When NeuroSense saw positive preclinical data in zebrafish models of ALS demonstrating how PrimeC was able to improve motor performance while recovering the morphology of motor neurons, neuromuscular junction structures and microglial cells, Ben-Noon personally shared the results with Rishoni. The ALS patient was visibly excited at the potential. Sadly, Rishoni died a few months later. Although gone, Ben-Noon noted that Rishoni is still with the company in spirit as it prepares for a Phase IIb study of PrimeC, which is expected to begin in May.
The IIb study follows positive Phase IIa data released in 2021 that not only showed meaningful clinical outcomes but also ALS-related biological markers that were significantly changed, Ben-Noon said. He added that the data was particularly exciting because even though the trial consisted of only 15 patients, the results showed statistically significant biological activity. The trial will be a double-blind, placebo-controlled study conducted in Israel and the U.S. Not only that, PrimeC has received Orphan Drug status from both the U.S. Food and Drug Administration as well as the European Medicines Agency.
The Phase IIb study in the U.S. will include approximately 70 patients. They will be randomized two-to-one, with two-thirds of patients receiving PrimeC and the other third receiving Riluzole, the standard-of-care treatment for ALS. Ben-Noon expressed hope that PrimeC will differentiate itself in a positive manner from the nearly 30-year old drug. “We believe we can achieve much better results and might become a standard of care for ALS,” he said.
ALS is a progressive neurodegenerative disease that negatively affects neurons in the brain and the spinal cord. Patients with ALS, such as Rishoni, lose the ability to control muscle movement. That eventually leads to total paralysis and then death. It is estimated that approximately 12,000 to 15,000 Americans have ALS, with about 5,000 to 6,000 new cases diagnosed annually.
In addition to Riluzole, there is one other approved therapy for ALS, Mitsubishi Tanabe’s Radicava. Chances increased Wednesday that the number would remain at two, as the FDA’s Peripheral and Central Nervous System Drugs Advisory Committee voted 6-4 against approving Amylyx’s AMX0035, which is a fixed-dose combination of two small molecules, sodium phenylbutyrate and taurursodiol.
Other drugs are also in development for ALS, including Clene Inc.’s add-on therapy, CLN-Au8, an investigational gold bioenergetic nanocatalyst that has shown positive data in a mid-stage ALS study.
More work will be necessary to determine the full clinical potential of PrimeC, particularly in the different forms of ALS, limb onset or bulbar. As PrimeC moves through the clinic Ben-Noon noted that his goal is to develop a treatment that will ensure the best life for ALS patients.

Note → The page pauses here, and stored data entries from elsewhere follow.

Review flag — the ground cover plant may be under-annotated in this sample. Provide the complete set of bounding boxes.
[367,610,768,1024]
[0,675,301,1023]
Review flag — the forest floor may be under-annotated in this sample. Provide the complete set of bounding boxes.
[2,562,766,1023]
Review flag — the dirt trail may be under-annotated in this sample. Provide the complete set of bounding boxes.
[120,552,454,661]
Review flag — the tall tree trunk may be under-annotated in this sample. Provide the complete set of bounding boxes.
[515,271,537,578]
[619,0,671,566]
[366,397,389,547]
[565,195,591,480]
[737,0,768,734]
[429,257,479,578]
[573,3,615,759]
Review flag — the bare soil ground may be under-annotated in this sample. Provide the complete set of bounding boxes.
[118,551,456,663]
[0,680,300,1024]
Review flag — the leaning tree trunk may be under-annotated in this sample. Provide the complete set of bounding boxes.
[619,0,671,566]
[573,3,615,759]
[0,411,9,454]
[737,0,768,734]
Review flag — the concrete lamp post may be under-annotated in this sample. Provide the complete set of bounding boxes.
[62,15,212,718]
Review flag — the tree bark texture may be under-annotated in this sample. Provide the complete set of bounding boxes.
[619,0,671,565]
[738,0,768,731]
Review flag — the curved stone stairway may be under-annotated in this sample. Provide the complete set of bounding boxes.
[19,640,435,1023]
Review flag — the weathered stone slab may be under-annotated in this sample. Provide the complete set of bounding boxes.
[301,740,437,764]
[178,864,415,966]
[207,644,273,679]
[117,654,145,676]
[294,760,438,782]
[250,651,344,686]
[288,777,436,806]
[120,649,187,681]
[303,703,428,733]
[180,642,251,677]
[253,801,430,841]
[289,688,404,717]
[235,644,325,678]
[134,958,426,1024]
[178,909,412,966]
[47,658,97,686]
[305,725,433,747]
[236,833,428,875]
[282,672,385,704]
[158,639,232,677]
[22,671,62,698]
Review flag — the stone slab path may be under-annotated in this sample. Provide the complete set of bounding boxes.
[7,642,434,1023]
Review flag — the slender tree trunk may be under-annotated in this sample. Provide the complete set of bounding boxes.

If PrimeC is ultimately approved, Ben-Noon believes there will be significant space for the medication in the treatment landscape. Due to the complexity of ALS, he suggested that patients could ultimately be prescribed a cocktail of medications that could include PrimeC, the Amylyx drug and others, as long as there is no negative drug-drug interaction.
“We want to slow down progression of this terrible disease,” he said.